On December 21, Walgreens should receive its initial doses of the Pfizer COVID-19 vaccine. The company plans to use those doses to inoculate nursing home workers and residents at over 30,000 long-term care facilities across the country. The Illinois-based drug store giant also plans to hire around 25,000 people across the country to administer the vaccine. That number includes up to 9,000 health care workers and pharmacists.
Upon approval, Walgreens will administer the vaccine through a partnership with PharMerica to long-term care facilities.
Walmart and CVS Poised to Administer the Covid-19 Vaccine
Walmart and CVS Health are also poised to administer the vaccine in assisted living facilities and nursing homes. CVS Health is training 10,000 health care workers to administer the injections.
Likewise, Walmart is prepping over 5,000 of its in-store pharmacies to receive the Covid-19 vaccine; this involves preparing the required dry ice and freezer space to meet the vaccine’s storage requirements.
Recently, the Food and Drug Administration recommended the COVID-19 vaccine manufactured by Pfizer, opening up the vaccine for emergency use approval. The Moderna COVID-19 vaccine could also be approved soon.
Nursing Homes Nationwide Hard Hit
Nationwide, nursing homes have been hardest hit by the pandemic, becoming a hot spot in Illinois and many other states. In fact, more than half of the reported deaths are for people over the age of 85, and nearly 45% of those deaths occurred in nursing homes.
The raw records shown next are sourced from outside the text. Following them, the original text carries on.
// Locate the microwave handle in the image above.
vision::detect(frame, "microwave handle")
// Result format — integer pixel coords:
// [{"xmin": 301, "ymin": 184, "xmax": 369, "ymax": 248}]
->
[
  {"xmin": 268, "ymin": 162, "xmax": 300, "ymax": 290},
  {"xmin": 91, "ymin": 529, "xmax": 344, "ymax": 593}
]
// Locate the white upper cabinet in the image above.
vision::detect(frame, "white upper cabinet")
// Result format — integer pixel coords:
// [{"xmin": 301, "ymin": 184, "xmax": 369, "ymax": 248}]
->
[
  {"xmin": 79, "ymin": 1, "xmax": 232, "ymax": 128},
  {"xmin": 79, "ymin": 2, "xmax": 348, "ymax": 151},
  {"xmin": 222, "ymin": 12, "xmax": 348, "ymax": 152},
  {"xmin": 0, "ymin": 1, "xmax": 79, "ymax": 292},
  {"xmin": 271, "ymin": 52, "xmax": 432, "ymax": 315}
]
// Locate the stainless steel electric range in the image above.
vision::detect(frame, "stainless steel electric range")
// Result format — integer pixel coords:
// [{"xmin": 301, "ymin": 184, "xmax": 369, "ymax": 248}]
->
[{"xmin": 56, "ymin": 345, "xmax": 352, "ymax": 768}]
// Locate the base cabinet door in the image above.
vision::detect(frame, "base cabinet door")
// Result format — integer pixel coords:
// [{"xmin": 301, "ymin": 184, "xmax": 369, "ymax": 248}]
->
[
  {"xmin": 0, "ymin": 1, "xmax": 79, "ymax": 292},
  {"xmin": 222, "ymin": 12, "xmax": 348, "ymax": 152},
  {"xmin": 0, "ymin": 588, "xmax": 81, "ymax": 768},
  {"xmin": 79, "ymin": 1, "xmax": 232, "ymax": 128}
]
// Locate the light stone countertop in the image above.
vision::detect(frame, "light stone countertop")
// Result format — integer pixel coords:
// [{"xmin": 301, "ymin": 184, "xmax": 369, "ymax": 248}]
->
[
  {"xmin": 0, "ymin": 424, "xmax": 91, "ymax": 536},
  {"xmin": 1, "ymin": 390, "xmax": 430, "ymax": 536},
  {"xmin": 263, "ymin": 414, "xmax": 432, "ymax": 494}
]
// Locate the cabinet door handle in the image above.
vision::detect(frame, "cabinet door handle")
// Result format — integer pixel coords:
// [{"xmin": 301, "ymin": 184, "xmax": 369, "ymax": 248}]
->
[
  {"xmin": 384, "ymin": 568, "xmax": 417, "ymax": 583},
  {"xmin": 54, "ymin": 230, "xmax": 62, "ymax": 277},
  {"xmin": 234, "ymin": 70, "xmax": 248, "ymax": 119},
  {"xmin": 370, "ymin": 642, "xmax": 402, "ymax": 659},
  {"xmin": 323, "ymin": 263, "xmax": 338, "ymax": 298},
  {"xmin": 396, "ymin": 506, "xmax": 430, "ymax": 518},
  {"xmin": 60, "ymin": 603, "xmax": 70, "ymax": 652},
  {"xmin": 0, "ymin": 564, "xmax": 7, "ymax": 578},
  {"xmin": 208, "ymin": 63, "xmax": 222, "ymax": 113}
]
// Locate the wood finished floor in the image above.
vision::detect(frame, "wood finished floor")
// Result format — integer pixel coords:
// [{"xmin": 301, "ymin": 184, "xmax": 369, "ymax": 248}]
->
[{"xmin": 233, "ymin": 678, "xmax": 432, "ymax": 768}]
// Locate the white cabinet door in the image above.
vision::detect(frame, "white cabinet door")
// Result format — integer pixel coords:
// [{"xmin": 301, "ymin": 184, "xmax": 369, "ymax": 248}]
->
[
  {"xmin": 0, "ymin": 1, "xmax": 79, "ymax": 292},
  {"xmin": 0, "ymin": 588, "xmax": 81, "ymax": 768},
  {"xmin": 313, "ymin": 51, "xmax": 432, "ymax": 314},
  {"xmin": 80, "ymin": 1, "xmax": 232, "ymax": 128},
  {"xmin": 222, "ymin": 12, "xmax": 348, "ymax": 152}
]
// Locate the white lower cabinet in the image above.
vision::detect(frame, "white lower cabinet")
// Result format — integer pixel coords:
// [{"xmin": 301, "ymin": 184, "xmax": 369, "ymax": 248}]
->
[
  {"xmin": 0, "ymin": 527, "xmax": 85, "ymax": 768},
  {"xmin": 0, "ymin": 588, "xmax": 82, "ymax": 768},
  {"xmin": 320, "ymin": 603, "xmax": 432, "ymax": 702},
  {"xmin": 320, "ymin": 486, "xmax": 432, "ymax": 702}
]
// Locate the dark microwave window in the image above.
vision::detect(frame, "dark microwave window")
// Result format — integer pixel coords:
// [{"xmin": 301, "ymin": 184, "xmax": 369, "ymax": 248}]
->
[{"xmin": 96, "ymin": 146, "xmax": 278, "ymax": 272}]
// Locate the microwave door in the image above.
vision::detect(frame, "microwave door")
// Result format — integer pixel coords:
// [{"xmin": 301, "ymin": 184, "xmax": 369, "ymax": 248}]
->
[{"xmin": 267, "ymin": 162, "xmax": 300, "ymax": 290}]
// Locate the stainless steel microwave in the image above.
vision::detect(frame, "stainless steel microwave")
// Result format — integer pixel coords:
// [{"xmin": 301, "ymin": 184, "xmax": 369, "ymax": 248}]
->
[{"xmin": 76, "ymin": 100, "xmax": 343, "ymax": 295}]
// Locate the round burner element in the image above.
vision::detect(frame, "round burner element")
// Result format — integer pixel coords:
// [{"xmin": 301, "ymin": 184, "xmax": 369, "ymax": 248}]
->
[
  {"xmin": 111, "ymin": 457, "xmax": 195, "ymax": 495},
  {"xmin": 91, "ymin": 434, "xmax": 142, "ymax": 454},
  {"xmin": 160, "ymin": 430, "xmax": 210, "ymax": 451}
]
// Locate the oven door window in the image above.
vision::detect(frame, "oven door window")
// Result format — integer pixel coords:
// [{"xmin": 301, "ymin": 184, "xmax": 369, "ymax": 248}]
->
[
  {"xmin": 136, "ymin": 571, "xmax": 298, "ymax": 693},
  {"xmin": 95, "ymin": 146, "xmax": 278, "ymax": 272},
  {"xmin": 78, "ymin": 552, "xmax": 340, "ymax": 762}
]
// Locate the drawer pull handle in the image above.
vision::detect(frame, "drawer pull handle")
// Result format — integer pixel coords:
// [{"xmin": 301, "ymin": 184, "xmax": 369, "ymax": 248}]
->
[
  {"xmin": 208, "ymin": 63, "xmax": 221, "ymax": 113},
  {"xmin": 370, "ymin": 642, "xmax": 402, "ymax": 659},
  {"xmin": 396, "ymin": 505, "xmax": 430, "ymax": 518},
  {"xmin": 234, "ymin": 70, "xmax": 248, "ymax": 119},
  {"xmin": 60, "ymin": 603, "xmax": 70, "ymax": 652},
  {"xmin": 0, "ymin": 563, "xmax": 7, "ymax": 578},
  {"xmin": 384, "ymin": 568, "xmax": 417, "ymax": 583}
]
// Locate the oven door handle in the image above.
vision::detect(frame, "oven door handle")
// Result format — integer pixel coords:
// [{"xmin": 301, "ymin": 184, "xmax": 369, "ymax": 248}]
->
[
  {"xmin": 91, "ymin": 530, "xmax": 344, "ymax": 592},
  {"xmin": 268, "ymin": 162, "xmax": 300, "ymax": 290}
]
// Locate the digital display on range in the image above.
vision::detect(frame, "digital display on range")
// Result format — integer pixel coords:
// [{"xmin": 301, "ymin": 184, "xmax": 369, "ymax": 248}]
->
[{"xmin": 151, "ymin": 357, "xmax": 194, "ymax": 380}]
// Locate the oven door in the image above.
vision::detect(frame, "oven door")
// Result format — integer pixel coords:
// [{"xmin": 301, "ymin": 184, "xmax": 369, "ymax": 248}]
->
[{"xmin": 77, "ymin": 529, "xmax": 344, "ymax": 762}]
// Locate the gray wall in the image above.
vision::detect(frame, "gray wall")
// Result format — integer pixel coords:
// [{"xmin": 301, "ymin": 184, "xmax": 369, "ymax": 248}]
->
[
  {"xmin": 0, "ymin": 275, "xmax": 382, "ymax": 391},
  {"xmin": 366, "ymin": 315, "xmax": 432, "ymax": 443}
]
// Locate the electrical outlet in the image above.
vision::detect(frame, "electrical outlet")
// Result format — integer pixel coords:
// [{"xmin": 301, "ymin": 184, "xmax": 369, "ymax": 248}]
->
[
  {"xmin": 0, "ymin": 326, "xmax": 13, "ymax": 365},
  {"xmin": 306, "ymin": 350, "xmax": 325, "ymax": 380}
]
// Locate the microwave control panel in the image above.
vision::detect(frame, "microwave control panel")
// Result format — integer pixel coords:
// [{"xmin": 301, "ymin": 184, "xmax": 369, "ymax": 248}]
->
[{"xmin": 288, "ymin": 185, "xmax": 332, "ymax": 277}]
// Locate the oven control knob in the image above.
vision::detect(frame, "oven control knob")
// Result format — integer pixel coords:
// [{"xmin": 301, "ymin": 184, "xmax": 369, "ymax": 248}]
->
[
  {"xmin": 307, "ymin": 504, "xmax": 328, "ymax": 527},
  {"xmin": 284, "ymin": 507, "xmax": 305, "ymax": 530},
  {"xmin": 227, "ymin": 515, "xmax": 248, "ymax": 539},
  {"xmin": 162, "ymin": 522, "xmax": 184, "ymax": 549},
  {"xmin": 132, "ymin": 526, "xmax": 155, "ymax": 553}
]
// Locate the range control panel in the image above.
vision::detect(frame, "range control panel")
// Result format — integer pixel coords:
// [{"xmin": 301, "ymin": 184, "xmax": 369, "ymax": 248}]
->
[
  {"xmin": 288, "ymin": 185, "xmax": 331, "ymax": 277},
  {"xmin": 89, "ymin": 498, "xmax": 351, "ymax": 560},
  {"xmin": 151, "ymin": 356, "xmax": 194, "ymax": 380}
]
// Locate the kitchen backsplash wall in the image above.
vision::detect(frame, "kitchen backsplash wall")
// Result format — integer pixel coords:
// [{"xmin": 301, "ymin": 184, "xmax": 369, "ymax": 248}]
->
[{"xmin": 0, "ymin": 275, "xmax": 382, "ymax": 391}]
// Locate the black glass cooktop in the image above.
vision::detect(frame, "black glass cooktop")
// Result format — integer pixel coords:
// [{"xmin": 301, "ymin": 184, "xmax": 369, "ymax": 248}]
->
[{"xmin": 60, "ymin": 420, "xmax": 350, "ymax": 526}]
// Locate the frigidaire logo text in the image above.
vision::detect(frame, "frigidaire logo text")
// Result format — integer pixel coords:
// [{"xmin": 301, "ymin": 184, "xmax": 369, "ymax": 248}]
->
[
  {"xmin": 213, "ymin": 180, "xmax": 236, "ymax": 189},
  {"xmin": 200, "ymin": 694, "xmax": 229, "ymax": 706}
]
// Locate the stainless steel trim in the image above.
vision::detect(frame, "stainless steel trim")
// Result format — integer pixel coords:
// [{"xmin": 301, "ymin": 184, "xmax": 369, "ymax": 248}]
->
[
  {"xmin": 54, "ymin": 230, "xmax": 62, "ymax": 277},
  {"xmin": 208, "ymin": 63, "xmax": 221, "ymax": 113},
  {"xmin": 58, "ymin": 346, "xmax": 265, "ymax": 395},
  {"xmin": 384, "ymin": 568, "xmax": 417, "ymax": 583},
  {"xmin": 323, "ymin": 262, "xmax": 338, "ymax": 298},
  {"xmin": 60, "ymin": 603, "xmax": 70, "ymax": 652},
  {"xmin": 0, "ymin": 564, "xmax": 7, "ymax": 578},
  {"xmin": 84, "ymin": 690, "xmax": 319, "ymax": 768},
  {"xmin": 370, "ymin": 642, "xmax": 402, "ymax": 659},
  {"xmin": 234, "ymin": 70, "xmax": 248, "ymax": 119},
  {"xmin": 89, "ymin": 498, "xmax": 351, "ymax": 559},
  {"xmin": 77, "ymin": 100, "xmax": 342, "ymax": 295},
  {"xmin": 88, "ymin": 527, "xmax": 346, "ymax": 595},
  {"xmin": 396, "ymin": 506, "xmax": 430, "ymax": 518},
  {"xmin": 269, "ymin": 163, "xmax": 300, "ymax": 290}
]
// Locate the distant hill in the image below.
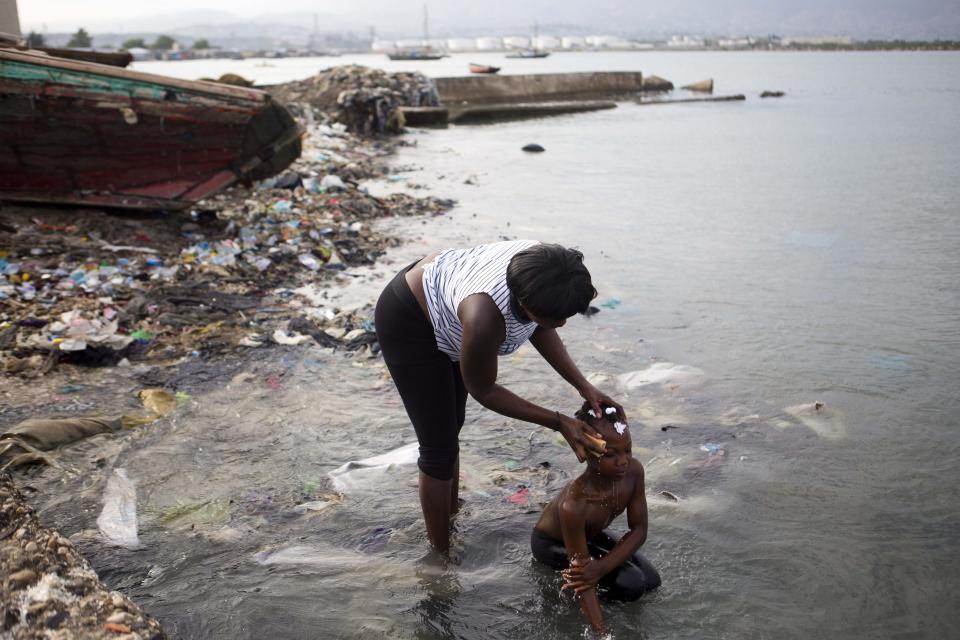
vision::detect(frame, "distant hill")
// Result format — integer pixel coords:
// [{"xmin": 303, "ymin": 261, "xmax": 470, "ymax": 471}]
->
[{"xmin": 21, "ymin": 0, "xmax": 960, "ymax": 41}]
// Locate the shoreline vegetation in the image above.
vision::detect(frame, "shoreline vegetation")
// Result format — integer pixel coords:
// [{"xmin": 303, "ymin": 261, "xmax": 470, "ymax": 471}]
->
[{"xmin": 0, "ymin": 65, "xmax": 451, "ymax": 638}]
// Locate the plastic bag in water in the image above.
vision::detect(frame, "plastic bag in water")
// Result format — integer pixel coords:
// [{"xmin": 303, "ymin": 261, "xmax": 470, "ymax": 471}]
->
[
  {"xmin": 97, "ymin": 468, "xmax": 140, "ymax": 548},
  {"xmin": 328, "ymin": 442, "xmax": 418, "ymax": 494}
]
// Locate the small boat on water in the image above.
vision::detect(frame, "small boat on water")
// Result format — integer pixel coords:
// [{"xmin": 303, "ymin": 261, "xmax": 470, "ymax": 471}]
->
[
  {"xmin": 387, "ymin": 49, "xmax": 445, "ymax": 61},
  {"xmin": 0, "ymin": 44, "xmax": 303, "ymax": 210},
  {"xmin": 387, "ymin": 4, "xmax": 445, "ymax": 61},
  {"xmin": 468, "ymin": 63, "xmax": 500, "ymax": 74},
  {"xmin": 504, "ymin": 49, "xmax": 550, "ymax": 59},
  {"xmin": 505, "ymin": 21, "xmax": 550, "ymax": 59}
]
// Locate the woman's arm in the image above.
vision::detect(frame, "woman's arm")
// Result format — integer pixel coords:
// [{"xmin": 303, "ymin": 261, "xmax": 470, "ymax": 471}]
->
[
  {"xmin": 458, "ymin": 295, "xmax": 604, "ymax": 461},
  {"xmin": 529, "ymin": 327, "xmax": 624, "ymax": 417}
]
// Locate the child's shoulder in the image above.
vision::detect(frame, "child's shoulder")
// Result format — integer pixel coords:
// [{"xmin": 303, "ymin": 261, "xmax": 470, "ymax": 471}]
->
[{"xmin": 557, "ymin": 479, "xmax": 590, "ymax": 514}]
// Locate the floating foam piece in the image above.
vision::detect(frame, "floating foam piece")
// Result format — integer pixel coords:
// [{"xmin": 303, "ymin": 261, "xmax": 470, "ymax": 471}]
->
[
  {"xmin": 97, "ymin": 469, "xmax": 140, "ymax": 548},
  {"xmin": 328, "ymin": 442, "xmax": 419, "ymax": 493},
  {"xmin": 783, "ymin": 402, "xmax": 847, "ymax": 440},
  {"xmin": 617, "ymin": 363, "xmax": 705, "ymax": 389},
  {"xmin": 251, "ymin": 545, "xmax": 420, "ymax": 589}
]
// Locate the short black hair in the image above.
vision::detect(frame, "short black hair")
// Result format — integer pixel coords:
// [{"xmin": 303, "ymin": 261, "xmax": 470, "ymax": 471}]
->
[{"xmin": 506, "ymin": 244, "xmax": 597, "ymax": 320}]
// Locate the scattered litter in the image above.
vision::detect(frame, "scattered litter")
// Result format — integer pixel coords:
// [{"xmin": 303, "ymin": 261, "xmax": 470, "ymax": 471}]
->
[
  {"xmin": 599, "ymin": 298, "xmax": 621, "ymax": 310},
  {"xmin": 658, "ymin": 490, "xmax": 680, "ymax": 502},
  {"xmin": 0, "ymin": 69, "xmax": 455, "ymax": 377},
  {"xmin": 320, "ymin": 175, "xmax": 346, "ymax": 191},
  {"xmin": 272, "ymin": 328, "xmax": 312, "ymax": 345},
  {"xmin": 270, "ymin": 65, "xmax": 439, "ymax": 136},
  {"xmin": 506, "ymin": 487, "xmax": 530, "ymax": 504},
  {"xmin": 700, "ymin": 442, "xmax": 724, "ymax": 455}
]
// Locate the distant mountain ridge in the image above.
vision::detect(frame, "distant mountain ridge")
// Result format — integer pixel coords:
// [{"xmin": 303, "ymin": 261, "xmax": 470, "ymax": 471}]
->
[{"xmin": 20, "ymin": 0, "xmax": 960, "ymax": 40}]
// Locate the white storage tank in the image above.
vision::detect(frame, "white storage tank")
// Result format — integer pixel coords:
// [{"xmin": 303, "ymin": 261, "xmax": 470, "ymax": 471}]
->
[
  {"xmin": 447, "ymin": 38, "xmax": 476, "ymax": 51},
  {"xmin": 475, "ymin": 37, "xmax": 502, "ymax": 50},
  {"xmin": 561, "ymin": 36, "xmax": 587, "ymax": 49},
  {"xmin": 502, "ymin": 36, "xmax": 531, "ymax": 49},
  {"xmin": 534, "ymin": 35, "xmax": 561, "ymax": 50}
]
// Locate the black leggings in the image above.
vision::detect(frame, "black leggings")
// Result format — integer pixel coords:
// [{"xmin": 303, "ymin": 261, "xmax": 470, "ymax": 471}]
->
[
  {"xmin": 530, "ymin": 528, "xmax": 661, "ymax": 601},
  {"xmin": 375, "ymin": 261, "xmax": 467, "ymax": 481}
]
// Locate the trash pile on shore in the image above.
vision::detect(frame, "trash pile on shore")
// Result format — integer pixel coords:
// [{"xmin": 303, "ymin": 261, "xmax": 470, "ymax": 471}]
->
[
  {"xmin": 0, "ymin": 473, "xmax": 167, "ymax": 639},
  {"xmin": 0, "ymin": 72, "xmax": 454, "ymax": 381},
  {"xmin": 270, "ymin": 65, "xmax": 440, "ymax": 135}
]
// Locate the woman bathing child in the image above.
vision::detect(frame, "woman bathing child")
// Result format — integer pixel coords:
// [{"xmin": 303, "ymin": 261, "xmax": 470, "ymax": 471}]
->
[{"xmin": 531, "ymin": 403, "xmax": 661, "ymax": 637}]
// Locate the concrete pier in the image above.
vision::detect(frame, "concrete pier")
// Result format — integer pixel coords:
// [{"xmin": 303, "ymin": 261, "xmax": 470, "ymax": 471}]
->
[
  {"xmin": 434, "ymin": 71, "xmax": 644, "ymax": 104},
  {"xmin": 448, "ymin": 100, "xmax": 617, "ymax": 123}
]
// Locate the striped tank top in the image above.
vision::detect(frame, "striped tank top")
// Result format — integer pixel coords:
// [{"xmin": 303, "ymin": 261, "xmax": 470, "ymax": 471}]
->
[{"xmin": 422, "ymin": 240, "xmax": 540, "ymax": 361}]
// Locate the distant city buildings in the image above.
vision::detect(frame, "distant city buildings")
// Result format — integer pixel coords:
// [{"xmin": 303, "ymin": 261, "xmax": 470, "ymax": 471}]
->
[
  {"xmin": 29, "ymin": 26, "xmax": 903, "ymax": 60},
  {"xmin": 666, "ymin": 34, "xmax": 705, "ymax": 48},
  {"xmin": 781, "ymin": 35, "xmax": 854, "ymax": 46},
  {"xmin": 371, "ymin": 34, "xmax": 665, "ymax": 53}
]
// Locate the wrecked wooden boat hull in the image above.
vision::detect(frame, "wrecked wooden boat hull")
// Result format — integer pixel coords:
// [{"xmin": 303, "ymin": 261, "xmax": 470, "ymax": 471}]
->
[{"xmin": 0, "ymin": 48, "xmax": 303, "ymax": 210}]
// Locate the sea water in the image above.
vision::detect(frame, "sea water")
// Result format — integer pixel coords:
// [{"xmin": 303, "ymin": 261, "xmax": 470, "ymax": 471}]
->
[{"xmin": 33, "ymin": 51, "xmax": 960, "ymax": 638}]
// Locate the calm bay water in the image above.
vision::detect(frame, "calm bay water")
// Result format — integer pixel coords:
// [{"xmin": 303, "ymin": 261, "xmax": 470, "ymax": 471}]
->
[{"xmin": 34, "ymin": 52, "xmax": 960, "ymax": 638}]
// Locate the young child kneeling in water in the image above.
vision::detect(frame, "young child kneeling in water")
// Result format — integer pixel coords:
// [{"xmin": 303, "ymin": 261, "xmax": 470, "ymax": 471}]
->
[{"xmin": 531, "ymin": 403, "xmax": 660, "ymax": 637}]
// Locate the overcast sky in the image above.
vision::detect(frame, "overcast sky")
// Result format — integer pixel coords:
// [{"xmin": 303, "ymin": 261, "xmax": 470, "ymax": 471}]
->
[{"xmin": 18, "ymin": 0, "xmax": 960, "ymax": 38}]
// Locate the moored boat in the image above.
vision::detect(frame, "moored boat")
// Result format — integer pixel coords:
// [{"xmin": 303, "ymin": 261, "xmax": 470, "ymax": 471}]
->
[
  {"xmin": 387, "ymin": 49, "xmax": 445, "ymax": 61},
  {"xmin": 504, "ymin": 49, "xmax": 550, "ymax": 59},
  {"xmin": 468, "ymin": 63, "xmax": 501, "ymax": 74},
  {"xmin": 0, "ymin": 46, "xmax": 303, "ymax": 210}
]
Moreover, most of those had comorbidities.
Fortunately, for younger, healthier people, the chances of dying from the virus are low. Based on the CDC’s Infection Fatality Rate scenarios released in September, Scenario 5 Current Best Estimate for the Infection Fatality Rate, the age-specific survival rates are as follows:
0-19 years old, 99.997%
20-49 years old, 99.98%
50-69 years, 99.5%
70 years old or older, 94.6%
Adjusting for the higher death rate among people age 70 and older, the overall average death rate is an estimated 1.5%. While that’s higher than the seasonal flu’s death rate of around 0.1%, it’s also much lower than the initial death rate estimates that triggered the ongoing lockdowns.
While Employers Can Legally Require the COVID-19 Vaccine, There are Exceptions
While many people are looking forward to getting the vaccine, a large percentage of the population does not want it. There are suspicions about the safety of a quickly developed vaccine, coupled with the immunity from liability pharmaceutical companies enjoy, due to the 1986 National Childhood Vaccine Injury Act.
The federal government has not issued specific guidelines for employers yet, but the Equal Employment Opportunity Commission did say in March that employers could require employees to take COVID-19 tests.
That precedent is liable to be applied to mandatory vaccination. said Barry Hartstein, a Chicago labor and employment attorney. Previous pandemics, such as smallpox and swine flu pandemics, allowed employers the leeway to require vaccination.
Michael LeRoy, a professor in the School of Labor and Employment Relations at the University of Illinois at Urbana-Champaign, says that it is possible teachers, first responders, health care workers, and meatpacking workers could be compelled to take a vaccination.
However, LeRoy also said that for workers who could show a sincerely held religious belief or a disability that prevents vaccination, employers would be required by federal law to provide reasonable accommodation. Such accommodations could include working from home or constant mask-wearing.
Recent Side Effects of COVID-19 Vaccines in Australia and the US
Australia recently abandoned their $750 million push for a locally-developed COVID-19 vaccine after the inoculation caused a false positive test for HIV in some people in the trial study. While the developers at the University of Queensland say the experimental vaccine appears to be safe and effective, the false-positive HIV results could undermine public trust.
In the US, four people given the Pfizer vaccine developed Bell’s palsy, a condition causing temporary facial paralysis. While news reports say that at least one person recovered, the condition of the other three trial participants was not stated.
Damage to the seventh cranial nerve causes Bell’s palsy. “It can be from trauma, but more commonly it’s due to a viral infection of the nerve itself,” said Jason D. Hinman, MD, Ph.D., assistant professor of neurology at the David Geffen School of Medicine at UCLA. However, Dr. Hinman said that SARS-COV-2, the COVID-19 virus, isn’t known as of yet to cause Bell’s palsy.